Selçuk Küpçük ile Söyleşi “Dünyada bulunuyor olmaya dair bir cevap benim için ürettiğim şarkılar”
Anadolulu olduğunu kabul eden üniversite öğrencilerinin kalbinde kavi bir yer edinmiş olan ve tanınan Selçuk Küpçük’ü bir de kendisinden tanımak istiyoruz, buyurunuz efendim…
Laf aramızda bu “Anadolu” melesini hep önemsedim. Dünyayı ister dinsel, ister liberal, ister Marksist, ister milliyetçi tahayyülden kavrayalım, bu toprakların ruhu ile yıkanmamış her düşünce aksının bize yabancı olduğuna inandım hep. Che’ye bakarak, Seyyid Kutup çevirerek ya da Avrupa’nın kendi ekonomi-politik tarihinde kapitalizmle senkronik ortaya çıkan ulusalcılık teorilerinden beslenmiş toplum mühendisliklerinden hız alıp buralara rol vermenin uzağındayım. Nurettin Topçu’nun kavramsallaştırmaya çalıştığı 1071 tarihi ütopik gibi dursa da Anadolu’da Müslim, gayrimüslim ile biz yeni ve uzun soluklu bir öykü başlattık. Ben bu öykünün güncellenebileceğini düşünenlerdenim. Türk solunun yerlileşmesi açısından da yine Topçu’nun çabası mühim. Ama Topçu ne kendi mahallesinde karşılık bulmuş bir isim, sol da zaten sağcı diye tanımıyor onu.
Çok sert girdik bu soruya..
Evet ya. Fark ettim şimdi bende. “Anadolulu olduğunu kabul eden üniversite öğrencilerinin kalbinde kavi bir yer edinme” meselesi için şunu söyleyebilirim belki. 90’lardan günümüze farklı kuşaklar içerisinde benim yaptığım şeyleri takip eden arkadaşlar oldu evet. İnternet ve sosyal medya dolayısıyla bununla daha da muhatabım. You Tube’taki benle ilgili yorumlar, Ekşi Sözlük’tekiler keza. Yani onlar olmasa da ben bu şarkıları yapacaktım zaten. Bu benle ilgili bir mesele aslında. Dünyada bulunuyor olmaya dair bir cevap benim için ürettiğim şarkılar. Dolayısı ile benim yaptığım şeyleri değerli bulan arkadaşlar ile aslında ortak bir duygu evrenindeyiz gibi geliyor bana.
90’ların ikinci yarısı başladım ben müziğe. Tabi çocukluktan beri bağlama çalıyor ve her tür müzik dinliyor, müzik kasetleri biriktiriyor ve hatta müzik dergilerini takip ediyordum ama ilk besteler o yıllarda çıktı ortaya. 90’ların Türkiye’si travmatiktir. Hepimiz 90’larda karanlık bir koridorun içinden geçtik.
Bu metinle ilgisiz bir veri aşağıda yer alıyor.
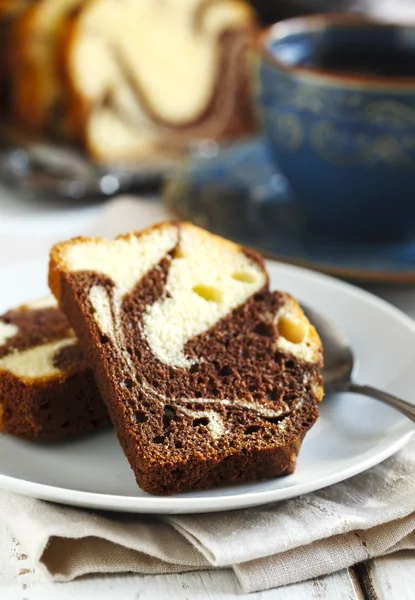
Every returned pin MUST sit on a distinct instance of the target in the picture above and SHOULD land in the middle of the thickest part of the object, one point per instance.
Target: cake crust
(229, 401)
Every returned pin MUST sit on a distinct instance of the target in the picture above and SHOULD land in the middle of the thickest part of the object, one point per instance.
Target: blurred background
(160, 99)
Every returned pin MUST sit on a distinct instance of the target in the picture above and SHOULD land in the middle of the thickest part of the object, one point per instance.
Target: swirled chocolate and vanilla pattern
(137, 93)
(208, 376)
(47, 390)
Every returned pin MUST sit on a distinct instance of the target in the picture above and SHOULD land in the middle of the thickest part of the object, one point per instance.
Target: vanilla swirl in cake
(47, 389)
(208, 376)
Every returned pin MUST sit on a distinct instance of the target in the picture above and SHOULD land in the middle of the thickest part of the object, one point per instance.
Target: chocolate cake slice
(47, 390)
(209, 377)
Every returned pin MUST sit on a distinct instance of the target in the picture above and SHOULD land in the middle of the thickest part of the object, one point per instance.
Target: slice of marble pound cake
(208, 376)
(47, 390)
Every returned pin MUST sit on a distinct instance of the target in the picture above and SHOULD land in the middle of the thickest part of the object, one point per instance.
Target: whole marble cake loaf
(47, 389)
(134, 80)
(209, 377)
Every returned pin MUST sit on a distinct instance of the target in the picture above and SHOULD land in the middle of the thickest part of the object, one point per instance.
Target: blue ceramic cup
(337, 98)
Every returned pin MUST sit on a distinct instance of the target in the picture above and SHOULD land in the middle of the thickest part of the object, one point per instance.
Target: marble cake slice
(209, 378)
(47, 389)
(169, 73)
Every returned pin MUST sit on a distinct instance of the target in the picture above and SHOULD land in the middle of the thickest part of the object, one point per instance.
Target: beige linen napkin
(270, 546)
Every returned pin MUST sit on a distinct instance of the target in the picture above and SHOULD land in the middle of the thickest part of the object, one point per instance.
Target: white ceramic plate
(352, 434)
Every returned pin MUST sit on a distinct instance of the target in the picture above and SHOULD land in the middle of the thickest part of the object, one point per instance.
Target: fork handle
(367, 390)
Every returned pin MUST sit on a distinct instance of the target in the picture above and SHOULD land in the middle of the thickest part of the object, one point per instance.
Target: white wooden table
(28, 229)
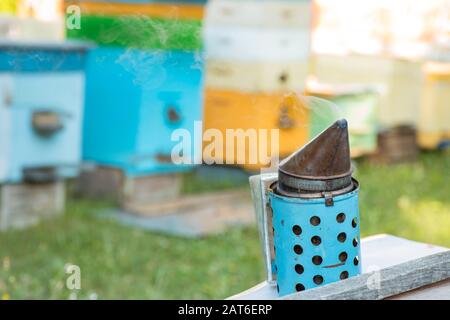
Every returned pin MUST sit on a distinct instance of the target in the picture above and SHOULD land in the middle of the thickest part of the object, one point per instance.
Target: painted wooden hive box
(144, 81)
(41, 108)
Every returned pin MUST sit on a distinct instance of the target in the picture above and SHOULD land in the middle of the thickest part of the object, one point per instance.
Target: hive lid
(321, 165)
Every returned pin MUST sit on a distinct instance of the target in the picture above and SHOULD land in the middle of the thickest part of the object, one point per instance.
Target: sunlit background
(91, 93)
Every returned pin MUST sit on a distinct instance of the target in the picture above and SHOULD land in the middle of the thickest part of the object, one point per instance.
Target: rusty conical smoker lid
(320, 166)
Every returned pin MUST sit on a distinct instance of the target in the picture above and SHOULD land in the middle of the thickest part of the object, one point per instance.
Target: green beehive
(355, 103)
(141, 32)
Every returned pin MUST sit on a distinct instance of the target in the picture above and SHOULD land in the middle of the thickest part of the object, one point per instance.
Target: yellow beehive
(260, 14)
(434, 124)
(256, 77)
(226, 109)
(398, 80)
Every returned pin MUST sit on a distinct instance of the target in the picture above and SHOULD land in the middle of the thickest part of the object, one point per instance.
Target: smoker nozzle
(322, 165)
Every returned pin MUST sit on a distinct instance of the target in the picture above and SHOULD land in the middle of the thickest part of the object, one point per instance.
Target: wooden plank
(392, 281)
(22, 205)
(378, 253)
(100, 182)
(145, 194)
(436, 291)
(259, 185)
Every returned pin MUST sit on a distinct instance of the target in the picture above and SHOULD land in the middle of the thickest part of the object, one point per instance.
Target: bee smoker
(309, 216)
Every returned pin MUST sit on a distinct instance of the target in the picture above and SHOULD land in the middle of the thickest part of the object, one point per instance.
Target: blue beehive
(135, 99)
(41, 100)
(315, 214)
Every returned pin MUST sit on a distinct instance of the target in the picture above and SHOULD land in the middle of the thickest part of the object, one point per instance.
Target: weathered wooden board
(134, 192)
(397, 265)
(100, 183)
(437, 291)
(22, 205)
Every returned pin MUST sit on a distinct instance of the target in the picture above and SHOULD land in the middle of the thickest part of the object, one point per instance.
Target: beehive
(147, 95)
(399, 82)
(434, 124)
(40, 132)
(274, 77)
(260, 14)
(256, 53)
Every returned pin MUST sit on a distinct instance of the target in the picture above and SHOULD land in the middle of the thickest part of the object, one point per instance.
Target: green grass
(411, 200)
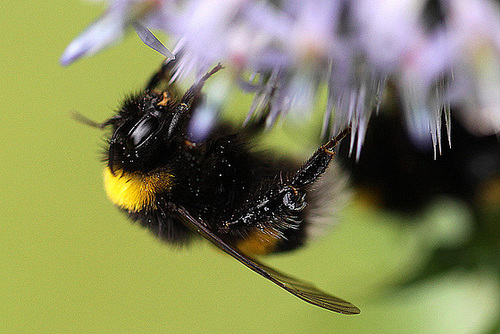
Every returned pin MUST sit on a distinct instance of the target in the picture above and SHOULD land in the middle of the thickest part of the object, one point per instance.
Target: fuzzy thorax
(136, 191)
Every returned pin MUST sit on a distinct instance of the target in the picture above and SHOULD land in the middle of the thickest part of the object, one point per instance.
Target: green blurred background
(70, 262)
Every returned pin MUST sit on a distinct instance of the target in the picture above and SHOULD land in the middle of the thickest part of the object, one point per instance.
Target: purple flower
(437, 53)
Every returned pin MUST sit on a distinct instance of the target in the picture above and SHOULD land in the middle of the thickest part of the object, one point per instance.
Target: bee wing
(304, 290)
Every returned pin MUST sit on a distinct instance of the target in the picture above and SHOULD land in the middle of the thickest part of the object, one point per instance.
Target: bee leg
(279, 205)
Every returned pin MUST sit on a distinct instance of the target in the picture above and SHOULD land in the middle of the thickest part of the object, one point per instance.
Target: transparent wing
(301, 289)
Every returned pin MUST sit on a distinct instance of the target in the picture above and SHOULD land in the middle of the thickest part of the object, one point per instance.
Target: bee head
(143, 133)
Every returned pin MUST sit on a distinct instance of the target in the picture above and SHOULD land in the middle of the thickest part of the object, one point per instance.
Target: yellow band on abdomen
(135, 191)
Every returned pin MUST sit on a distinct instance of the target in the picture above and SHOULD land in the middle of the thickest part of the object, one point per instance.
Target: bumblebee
(243, 202)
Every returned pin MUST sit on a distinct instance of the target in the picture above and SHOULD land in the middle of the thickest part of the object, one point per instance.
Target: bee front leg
(279, 205)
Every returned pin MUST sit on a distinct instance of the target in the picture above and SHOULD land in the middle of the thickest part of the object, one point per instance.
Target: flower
(436, 53)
Neden böyle diyorsunuz 90’lar için?
Yani faili meçhuller, Sivas katliamı, Başbağlar Katliamı, 33 genç çocuğumuzu terör örgütünün vahşi şiddetine kurban vermemiz… Böyle uzayıp giden bir anafor 90’lar. Benim de bunaldığım bu karanlık anafor içerisinde insana ait duygu yüklü şarkılar yapmak belki beni takip edenler için nefes alabildiğimiz estetik bir alan oluşturdu. Rahmetli Yavuz Bülent Bakiler ’in “Seninle bir yağmur başlıyor iplik iplik” şiirine yaptığım şarkıyla başlayan bu öykü işte bugünlere kadar geldi.
“Bir kitaplığın önünde büyüdüm ben”
Büyüdüğünüz aile ortamının, şehrin ve ikliminin sanatınıza, düşünce dünyanıza eserlerinize nasıl etkisi olmuştur?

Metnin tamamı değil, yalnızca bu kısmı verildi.